There are many wonderous plants out there waiting to be discovered, some of them will have chemical compounds of tremendous significance. These plants, while tremendously important to medicine and technology, will also appeal to people with the desire to understand and appreciate the mysteries of nature. As long as biodiversity is maintained people will continue to discover and hold in high esteem the phenomenons of nature and will continue to experience the wonders... At first it was pleasant, a wondrous sense of life and warmth enveloped all things. But then the sensations intensified, became charged with a strange current, and the air itself took on a metallic density. Soon the world as I knew it no longer existed. Reality was not distorted, it was dissolved as the terror of another dimension swept over the senses. The beauty of the colors, the endless patterns of orblike brilliance were as rain falling away from my skin (Davis 1996).

Literature Cited

Bennett, Bradley C. "Hallucinogenic Plants of the Shuar and Related Indigenous Groups in Amazonian Ecuador and Peru." Brittonia 44 (4) (1992): 483-493.

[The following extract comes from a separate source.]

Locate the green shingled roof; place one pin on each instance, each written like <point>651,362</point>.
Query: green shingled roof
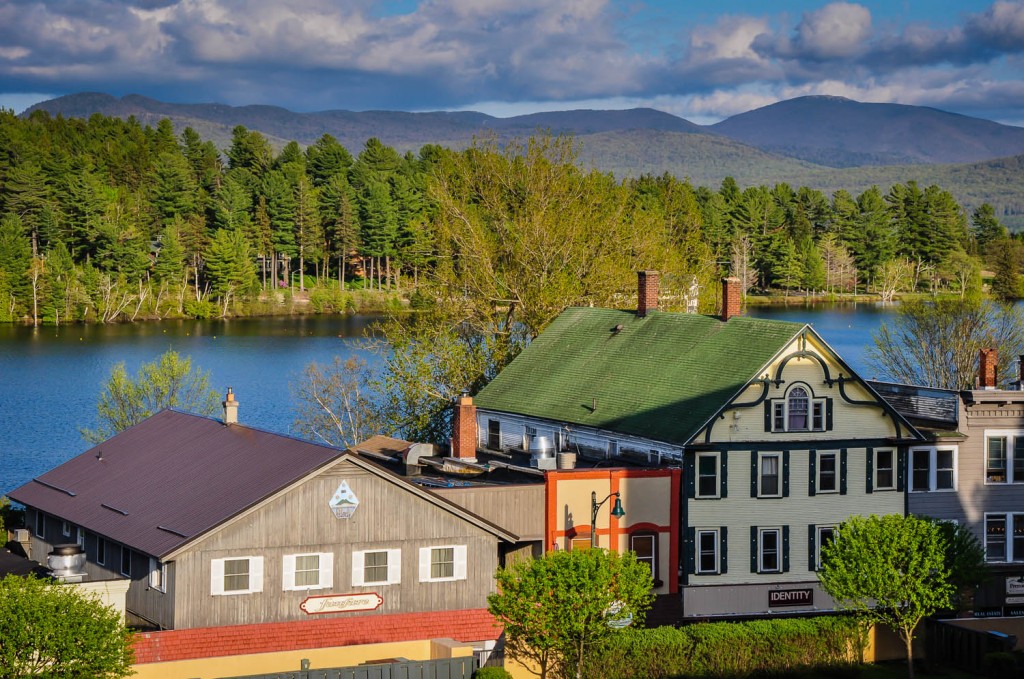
<point>659,377</point>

Cockburn, Alexander. "Bill Burroughs and the Biopirates." The Nation 3 Aug. 1997: 8(1) Online Infotrac 14 April 1998.

Davis, Wade. One River: Exploration and Discoveries in the Amazon Rain Forest. New York: Touchstone, 1996.

de Rios, Marlene Dobkin. "Banisteriopsis in Witchcraft and Healing Activities in Inquitos, Peru." Journal of Economic Botany 24 (1970): 296-300.

Kawanishi, k. et al. "Shihunine and Dihydroshihunine From Banisteriopsis caapi." Journal of Natural Products Sept/Oct. 1982: 637-639.

Rivier, L. and J.E. Lindgren. "'Ayahuasca,' the South American Hallucinogenic Drink: an Ethnobotanical and Chemical Investigation." Economic Botany 29 (1972): 101-129.

Schultes, R.E. "The Botanical and Chemical Distribution of Hallucinogens." Annual Review of Plant Physiology 21 (1970): 571-598.

Schultes, R.E. "Ethnobotanical Conservation and Plant Diversity in the Northwest Amazon." Diversity 7 (1991): 69-72.

Schultes, R.E. and Siri von Reis, eds. Ethnobotany, Evolution of a Discipline. Portland: Dioscorides Press, 1995.